Mesdames, Messieurs,
Votre semaine de congrès n'est qu'à son début et je vous souhaite de mettre à profit toute la richesse de cette semaine d'échanges et de partages d'expériences, organisée par RNF, pour renforcer toujours plus votre action au service de l'environnement.
Avant de vous laisser poursuivre vos réflexions je voudrais préciser deux points :
- Tout d'abord, vous féliciter sur l'initiative que vous lancerez Vendredi, à savoir le Baromètre Européen de la Nature avec Terre Sauvage. Je suis heureuse que cet outil qui a fait ses preuves en France depuis quelques années puissent permettre à d'autres pays de mesurer l'efficacité de leurs politiques et les urgences auxquelles ils doivent faire face.
- Concernant Xynthia, les réserves naturelles du littoral atlantique ont été fortement affectées par la tempête. Je tiens à souligner la réactivité des gestionnaires, des services déconcentrés de l'Etat et des nombreux bénévoles qui ont oeuvré pour mesurer et remédier aux dommages économiques, matériels et environnementaux collatéraux.

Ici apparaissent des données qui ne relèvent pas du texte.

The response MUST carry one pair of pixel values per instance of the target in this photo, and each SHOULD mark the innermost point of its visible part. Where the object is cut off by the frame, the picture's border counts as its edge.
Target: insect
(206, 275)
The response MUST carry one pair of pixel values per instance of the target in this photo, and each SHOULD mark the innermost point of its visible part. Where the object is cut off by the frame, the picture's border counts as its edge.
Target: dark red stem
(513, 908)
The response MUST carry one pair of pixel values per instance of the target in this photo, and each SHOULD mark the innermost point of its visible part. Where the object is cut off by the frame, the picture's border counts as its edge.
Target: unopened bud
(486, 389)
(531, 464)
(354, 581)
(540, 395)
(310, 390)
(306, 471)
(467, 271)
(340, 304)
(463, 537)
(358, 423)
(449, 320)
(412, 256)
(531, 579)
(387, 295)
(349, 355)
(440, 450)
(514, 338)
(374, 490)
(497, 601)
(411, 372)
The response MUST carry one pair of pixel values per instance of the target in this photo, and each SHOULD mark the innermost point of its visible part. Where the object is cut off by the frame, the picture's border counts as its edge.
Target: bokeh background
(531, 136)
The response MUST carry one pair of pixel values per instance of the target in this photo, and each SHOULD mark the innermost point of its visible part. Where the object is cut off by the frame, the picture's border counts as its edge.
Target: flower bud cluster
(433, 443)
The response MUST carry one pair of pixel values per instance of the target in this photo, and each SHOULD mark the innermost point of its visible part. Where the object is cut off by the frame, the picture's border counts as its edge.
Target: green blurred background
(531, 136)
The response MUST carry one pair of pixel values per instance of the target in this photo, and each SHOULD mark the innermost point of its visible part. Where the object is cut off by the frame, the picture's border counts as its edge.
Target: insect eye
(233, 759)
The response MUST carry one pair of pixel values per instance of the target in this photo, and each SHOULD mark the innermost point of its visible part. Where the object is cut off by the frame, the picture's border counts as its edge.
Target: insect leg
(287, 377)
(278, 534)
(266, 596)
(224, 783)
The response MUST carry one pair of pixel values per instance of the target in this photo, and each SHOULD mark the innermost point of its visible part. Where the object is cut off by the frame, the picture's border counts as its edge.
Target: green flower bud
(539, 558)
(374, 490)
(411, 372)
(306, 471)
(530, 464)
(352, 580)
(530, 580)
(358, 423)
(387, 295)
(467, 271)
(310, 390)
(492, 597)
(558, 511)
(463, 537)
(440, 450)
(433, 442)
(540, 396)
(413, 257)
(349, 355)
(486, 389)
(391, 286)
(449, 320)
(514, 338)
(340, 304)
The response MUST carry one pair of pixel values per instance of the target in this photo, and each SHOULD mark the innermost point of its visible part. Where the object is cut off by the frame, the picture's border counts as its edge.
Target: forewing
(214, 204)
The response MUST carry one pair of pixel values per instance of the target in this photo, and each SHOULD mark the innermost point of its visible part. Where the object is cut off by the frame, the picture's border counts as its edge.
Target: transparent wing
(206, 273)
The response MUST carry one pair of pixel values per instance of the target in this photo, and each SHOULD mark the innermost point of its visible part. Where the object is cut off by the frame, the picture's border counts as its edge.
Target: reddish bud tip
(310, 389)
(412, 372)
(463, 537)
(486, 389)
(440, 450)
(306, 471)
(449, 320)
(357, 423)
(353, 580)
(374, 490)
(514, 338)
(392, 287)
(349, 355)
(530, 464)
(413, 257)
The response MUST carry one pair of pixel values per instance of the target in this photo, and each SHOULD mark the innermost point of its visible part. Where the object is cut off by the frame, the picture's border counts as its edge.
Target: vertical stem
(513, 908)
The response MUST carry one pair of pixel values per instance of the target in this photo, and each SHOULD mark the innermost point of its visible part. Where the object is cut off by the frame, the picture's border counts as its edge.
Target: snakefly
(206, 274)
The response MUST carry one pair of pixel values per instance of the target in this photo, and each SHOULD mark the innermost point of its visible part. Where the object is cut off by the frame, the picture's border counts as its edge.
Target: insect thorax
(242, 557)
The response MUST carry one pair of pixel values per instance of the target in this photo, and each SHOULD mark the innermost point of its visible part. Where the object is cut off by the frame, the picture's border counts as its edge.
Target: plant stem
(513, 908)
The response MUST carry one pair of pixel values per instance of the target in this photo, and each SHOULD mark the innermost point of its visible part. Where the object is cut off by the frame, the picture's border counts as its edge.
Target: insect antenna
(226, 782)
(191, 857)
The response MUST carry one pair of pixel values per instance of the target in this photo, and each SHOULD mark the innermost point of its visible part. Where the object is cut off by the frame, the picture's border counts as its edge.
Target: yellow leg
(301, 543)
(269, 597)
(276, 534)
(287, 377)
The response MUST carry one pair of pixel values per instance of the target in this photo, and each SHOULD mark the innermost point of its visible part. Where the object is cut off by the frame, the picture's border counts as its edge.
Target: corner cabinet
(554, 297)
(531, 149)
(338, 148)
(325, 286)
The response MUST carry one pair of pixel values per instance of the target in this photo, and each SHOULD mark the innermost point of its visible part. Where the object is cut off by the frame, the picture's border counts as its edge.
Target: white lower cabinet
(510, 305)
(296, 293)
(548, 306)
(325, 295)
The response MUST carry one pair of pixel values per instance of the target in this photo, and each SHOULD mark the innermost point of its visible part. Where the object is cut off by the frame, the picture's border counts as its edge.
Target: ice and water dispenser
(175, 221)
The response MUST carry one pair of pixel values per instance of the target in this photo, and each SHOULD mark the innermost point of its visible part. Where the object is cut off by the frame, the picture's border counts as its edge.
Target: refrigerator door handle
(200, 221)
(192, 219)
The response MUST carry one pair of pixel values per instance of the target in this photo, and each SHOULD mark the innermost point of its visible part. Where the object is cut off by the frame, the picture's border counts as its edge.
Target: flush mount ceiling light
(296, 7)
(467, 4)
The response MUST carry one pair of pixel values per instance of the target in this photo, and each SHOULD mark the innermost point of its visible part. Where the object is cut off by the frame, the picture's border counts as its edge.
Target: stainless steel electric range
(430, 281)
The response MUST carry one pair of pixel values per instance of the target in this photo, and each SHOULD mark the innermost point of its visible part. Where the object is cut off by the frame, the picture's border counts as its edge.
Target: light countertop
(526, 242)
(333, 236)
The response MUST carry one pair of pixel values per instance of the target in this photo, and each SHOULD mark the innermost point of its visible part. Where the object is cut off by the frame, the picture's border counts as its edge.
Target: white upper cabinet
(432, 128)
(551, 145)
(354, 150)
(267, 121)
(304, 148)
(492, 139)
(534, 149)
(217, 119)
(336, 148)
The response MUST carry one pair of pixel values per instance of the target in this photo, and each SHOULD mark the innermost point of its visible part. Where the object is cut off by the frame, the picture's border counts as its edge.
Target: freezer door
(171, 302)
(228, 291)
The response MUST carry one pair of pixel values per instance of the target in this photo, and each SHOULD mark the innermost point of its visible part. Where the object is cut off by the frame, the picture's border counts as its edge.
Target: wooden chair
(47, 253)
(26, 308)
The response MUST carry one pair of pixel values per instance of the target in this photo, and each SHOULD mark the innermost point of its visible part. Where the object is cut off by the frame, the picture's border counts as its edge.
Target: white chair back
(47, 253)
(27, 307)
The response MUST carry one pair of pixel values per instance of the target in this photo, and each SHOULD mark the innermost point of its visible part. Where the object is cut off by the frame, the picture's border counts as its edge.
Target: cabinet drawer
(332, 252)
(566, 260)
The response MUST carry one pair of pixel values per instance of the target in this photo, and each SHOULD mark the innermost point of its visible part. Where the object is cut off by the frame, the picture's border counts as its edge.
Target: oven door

5 réserves naturelles de Poitou-Charentes, des Pays de la Loire et de Bretagne ont été particulièrement impactées, subissant des dégâts directs et indirects estimés à plusieurs centaines de milliers d'euros. Les gestionnaires concernés sont aujourd'hui dans l'attente de retrouver, le plus rapidement possible, un bon fonctionnement des réserves. Ainsi, sans attendre les estimations précises des dégâts bien par bien et des parts prises en charge par les assurances et d'éventuels cofinanceurs des projets, je m'engage , en concertation avec Chantal Jouanno et les services concernés, à déléguer aux gestionnaires concernés dans les prochaines semaines, via les DREAL compétentes, une enveloppe d'urgence de 100 000euros. Cette démarche est un premier pas vers un rétablissement progressif de la marche normale de ces espaces à moyen terme.

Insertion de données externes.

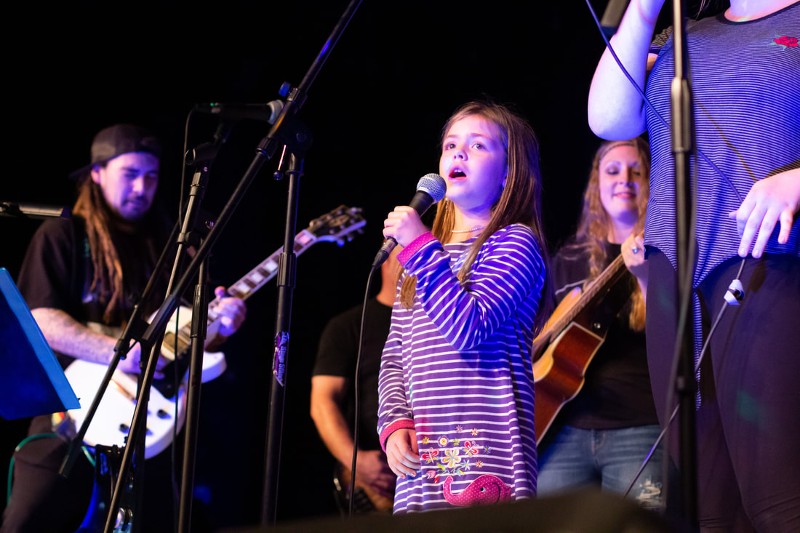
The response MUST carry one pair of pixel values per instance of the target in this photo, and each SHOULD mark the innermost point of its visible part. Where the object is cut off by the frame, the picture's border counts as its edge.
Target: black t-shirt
(336, 356)
(617, 391)
(57, 272)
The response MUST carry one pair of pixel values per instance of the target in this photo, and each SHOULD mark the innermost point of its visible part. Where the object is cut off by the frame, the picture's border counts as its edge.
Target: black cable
(356, 408)
(733, 296)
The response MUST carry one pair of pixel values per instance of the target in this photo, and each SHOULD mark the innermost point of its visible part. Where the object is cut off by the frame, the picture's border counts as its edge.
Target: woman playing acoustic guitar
(605, 424)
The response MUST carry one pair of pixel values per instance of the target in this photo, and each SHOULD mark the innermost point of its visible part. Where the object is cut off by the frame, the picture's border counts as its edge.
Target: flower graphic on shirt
(451, 457)
(432, 474)
(430, 455)
(471, 448)
(785, 41)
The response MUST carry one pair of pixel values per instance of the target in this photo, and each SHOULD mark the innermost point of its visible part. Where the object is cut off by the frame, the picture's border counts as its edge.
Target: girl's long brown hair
(520, 201)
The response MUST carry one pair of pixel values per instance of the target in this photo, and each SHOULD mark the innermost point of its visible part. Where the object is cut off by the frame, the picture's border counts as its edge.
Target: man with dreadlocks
(81, 277)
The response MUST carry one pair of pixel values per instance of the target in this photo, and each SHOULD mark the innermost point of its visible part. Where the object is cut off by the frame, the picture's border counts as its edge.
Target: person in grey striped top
(744, 263)
(456, 382)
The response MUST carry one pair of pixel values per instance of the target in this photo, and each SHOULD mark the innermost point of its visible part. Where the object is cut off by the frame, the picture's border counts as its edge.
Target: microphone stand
(152, 338)
(682, 146)
(201, 157)
(297, 143)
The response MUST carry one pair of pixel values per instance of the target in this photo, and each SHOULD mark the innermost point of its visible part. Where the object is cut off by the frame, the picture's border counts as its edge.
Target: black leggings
(748, 423)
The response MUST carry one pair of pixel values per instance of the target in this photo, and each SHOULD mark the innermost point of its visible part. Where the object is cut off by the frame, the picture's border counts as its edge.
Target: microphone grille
(434, 185)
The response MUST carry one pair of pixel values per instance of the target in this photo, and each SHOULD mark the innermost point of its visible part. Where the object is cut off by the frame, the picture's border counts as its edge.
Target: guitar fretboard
(604, 281)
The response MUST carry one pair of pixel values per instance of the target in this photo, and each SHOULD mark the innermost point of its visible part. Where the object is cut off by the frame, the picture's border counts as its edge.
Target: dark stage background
(375, 111)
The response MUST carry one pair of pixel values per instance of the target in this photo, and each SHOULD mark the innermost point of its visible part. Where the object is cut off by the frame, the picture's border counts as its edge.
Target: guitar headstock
(339, 225)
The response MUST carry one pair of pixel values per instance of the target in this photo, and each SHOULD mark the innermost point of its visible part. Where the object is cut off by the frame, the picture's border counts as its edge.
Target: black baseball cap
(117, 140)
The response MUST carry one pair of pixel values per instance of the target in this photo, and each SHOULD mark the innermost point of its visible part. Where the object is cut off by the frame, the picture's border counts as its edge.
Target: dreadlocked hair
(107, 282)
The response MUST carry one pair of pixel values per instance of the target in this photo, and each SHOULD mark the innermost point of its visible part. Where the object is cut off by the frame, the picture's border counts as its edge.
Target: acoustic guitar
(570, 339)
(166, 407)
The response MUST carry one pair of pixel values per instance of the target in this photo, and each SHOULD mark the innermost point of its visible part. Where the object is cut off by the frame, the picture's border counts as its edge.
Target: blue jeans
(608, 458)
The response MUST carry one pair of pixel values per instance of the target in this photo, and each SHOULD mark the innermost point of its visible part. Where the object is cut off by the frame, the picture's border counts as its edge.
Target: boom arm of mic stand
(137, 432)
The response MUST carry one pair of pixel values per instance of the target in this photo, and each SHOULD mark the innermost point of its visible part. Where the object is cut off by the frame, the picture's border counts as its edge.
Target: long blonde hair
(520, 201)
(594, 224)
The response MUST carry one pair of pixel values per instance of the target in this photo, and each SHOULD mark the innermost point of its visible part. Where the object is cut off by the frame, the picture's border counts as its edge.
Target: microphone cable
(733, 296)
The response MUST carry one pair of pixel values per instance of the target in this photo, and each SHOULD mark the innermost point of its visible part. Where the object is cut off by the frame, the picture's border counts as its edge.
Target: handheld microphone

Outre les travaux d'urgence, le ministère de l'Environnement est ainsi particulièrement attentif à mettre en place une politique d'anticipation et de prévention des risques effective. Ainsi, à plus long terme, dans le cadre de la stratégie nationale de gestion du trait de côte prévue par le Grenelle de la mer, il convient d'envisager les espaces naturels comme des zones tampons offrant un premier rempart face aux phénomènes de submersion, en faisant appel à des techniques de gestion du trait du côte plus « douces » que des digues et des enrochements classiques. Ce sujet est grave et je souhaite que nous le traitions avec l'implication et la mobilisation qu'il impose.
Mesdames, Messieurs,
La préservation de la biodiversité au quotidien, c'est vous.
Votre participation active à ce chantier est décisive. Vos missions et votre engagement sont au coeur de cette année internationale de la biodiversité... Puissent-ils faire naître des vocations !

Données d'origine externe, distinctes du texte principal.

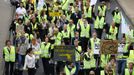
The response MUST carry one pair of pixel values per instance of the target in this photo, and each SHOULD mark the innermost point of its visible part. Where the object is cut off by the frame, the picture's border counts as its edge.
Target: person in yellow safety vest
(117, 17)
(94, 45)
(104, 60)
(131, 33)
(36, 50)
(130, 69)
(70, 69)
(93, 42)
(89, 62)
(113, 32)
(46, 55)
(9, 55)
(99, 24)
(131, 56)
(122, 56)
(88, 10)
(42, 16)
(71, 28)
(57, 37)
(78, 51)
(65, 4)
(92, 73)
(110, 66)
(29, 36)
(102, 9)
(34, 24)
(65, 35)
(85, 32)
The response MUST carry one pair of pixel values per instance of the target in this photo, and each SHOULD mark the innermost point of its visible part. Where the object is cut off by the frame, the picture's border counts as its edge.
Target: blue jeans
(121, 67)
(21, 59)
(77, 67)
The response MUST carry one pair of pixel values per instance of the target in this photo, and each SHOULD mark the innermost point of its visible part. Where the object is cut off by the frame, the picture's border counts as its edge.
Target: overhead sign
(64, 53)
(109, 47)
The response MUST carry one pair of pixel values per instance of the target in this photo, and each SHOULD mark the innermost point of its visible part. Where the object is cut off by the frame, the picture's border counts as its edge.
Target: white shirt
(36, 48)
(21, 11)
(29, 62)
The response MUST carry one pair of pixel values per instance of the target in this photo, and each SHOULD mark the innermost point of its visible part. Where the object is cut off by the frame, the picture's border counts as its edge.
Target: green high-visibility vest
(93, 42)
(88, 12)
(102, 10)
(65, 34)
(9, 54)
(29, 36)
(104, 60)
(88, 64)
(117, 17)
(58, 39)
(125, 48)
(102, 72)
(131, 57)
(84, 30)
(77, 53)
(113, 33)
(99, 23)
(68, 72)
(128, 73)
(65, 5)
(34, 27)
(45, 50)
(71, 29)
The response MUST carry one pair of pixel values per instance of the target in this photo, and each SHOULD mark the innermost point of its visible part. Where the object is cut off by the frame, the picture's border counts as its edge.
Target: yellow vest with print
(9, 56)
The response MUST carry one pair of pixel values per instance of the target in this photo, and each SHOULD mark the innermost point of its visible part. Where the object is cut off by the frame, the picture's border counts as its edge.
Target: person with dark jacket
(75, 16)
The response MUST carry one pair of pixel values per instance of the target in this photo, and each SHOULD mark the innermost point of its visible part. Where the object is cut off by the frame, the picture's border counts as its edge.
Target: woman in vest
(30, 62)
(65, 35)
(9, 57)
(89, 62)
(99, 24)
(46, 55)
(130, 69)
(85, 32)
(78, 51)
(117, 17)
(70, 69)
(113, 32)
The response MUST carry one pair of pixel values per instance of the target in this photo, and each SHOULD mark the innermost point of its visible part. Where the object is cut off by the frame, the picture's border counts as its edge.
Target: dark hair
(29, 50)
(7, 42)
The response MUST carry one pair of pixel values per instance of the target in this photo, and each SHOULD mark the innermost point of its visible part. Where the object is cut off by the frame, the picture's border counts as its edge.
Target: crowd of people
(35, 33)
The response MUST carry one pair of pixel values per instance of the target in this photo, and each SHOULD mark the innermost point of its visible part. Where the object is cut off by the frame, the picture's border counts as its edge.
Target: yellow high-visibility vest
(9, 56)
(77, 53)
(113, 33)
(88, 12)
(93, 42)
(99, 23)
(45, 50)
(102, 10)
(84, 29)
(71, 29)
(68, 72)
(88, 64)
(128, 73)
(117, 17)
(65, 34)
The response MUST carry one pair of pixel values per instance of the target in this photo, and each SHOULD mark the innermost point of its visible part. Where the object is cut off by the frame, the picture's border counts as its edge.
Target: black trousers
(46, 65)
(31, 71)
(87, 71)
(118, 26)
(84, 43)
(9, 66)
(99, 32)
(67, 41)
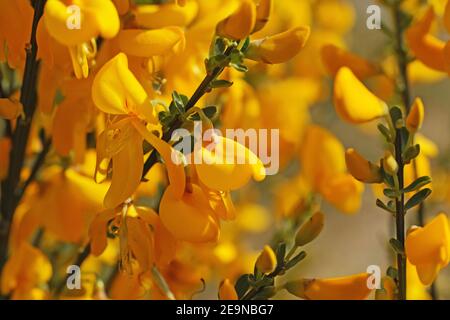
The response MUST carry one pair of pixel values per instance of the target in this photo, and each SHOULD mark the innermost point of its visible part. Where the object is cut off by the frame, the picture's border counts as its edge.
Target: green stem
(202, 89)
(10, 193)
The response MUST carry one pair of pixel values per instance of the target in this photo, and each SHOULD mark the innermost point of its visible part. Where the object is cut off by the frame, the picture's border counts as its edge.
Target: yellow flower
(116, 91)
(428, 248)
(447, 16)
(425, 46)
(227, 291)
(189, 218)
(97, 18)
(148, 43)
(267, 261)
(335, 58)
(352, 287)
(415, 290)
(323, 165)
(241, 23)
(415, 117)
(141, 235)
(228, 166)
(278, 48)
(25, 271)
(361, 169)
(154, 16)
(353, 101)
(263, 12)
(310, 229)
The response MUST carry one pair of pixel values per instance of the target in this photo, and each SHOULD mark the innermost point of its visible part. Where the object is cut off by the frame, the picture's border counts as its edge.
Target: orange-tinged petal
(428, 248)
(279, 48)
(426, 47)
(97, 17)
(98, 230)
(241, 23)
(353, 101)
(229, 166)
(116, 90)
(177, 177)
(352, 287)
(128, 165)
(148, 43)
(227, 291)
(335, 58)
(189, 218)
(167, 14)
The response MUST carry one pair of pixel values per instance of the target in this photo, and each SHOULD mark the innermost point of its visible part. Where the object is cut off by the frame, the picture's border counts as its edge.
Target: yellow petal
(128, 165)
(148, 43)
(240, 24)
(267, 260)
(98, 230)
(280, 47)
(426, 47)
(5, 148)
(353, 101)
(227, 291)
(344, 192)
(189, 218)
(322, 156)
(352, 287)
(361, 169)
(428, 248)
(335, 58)
(177, 177)
(167, 14)
(116, 90)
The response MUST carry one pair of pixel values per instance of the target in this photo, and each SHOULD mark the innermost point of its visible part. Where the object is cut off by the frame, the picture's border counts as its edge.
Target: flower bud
(267, 261)
(227, 291)
(280, 47)
(310, 230)
(263, 11)
(415, 117)
(361, 169)
(390, 165)
(240, 24)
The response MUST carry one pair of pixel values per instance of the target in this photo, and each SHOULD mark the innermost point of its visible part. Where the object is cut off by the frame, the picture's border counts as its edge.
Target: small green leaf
(397, 246)
(417, 198)
(265, 293)
(411, 153)
(383, 206)
(280, 252)
(242, 285)
(294, 261)
(417, 184)
(220, 84)
(385, 132)
(396, 114)
(239, 67)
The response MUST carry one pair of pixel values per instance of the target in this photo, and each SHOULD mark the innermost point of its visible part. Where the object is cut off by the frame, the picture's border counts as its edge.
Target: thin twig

Définitivement, la tâche est conséquente : nous n'allons pas nous ennuyer dans les semaines et les mois à venir !
Autant dire que je compte sur votre soutien comme vous pouvez compter sur ma détermination à faire des enjeux de la biodiversité et de l'importance de sa bonne gestion l'un des axes structurants de l'action du Ministère de l'Environnement.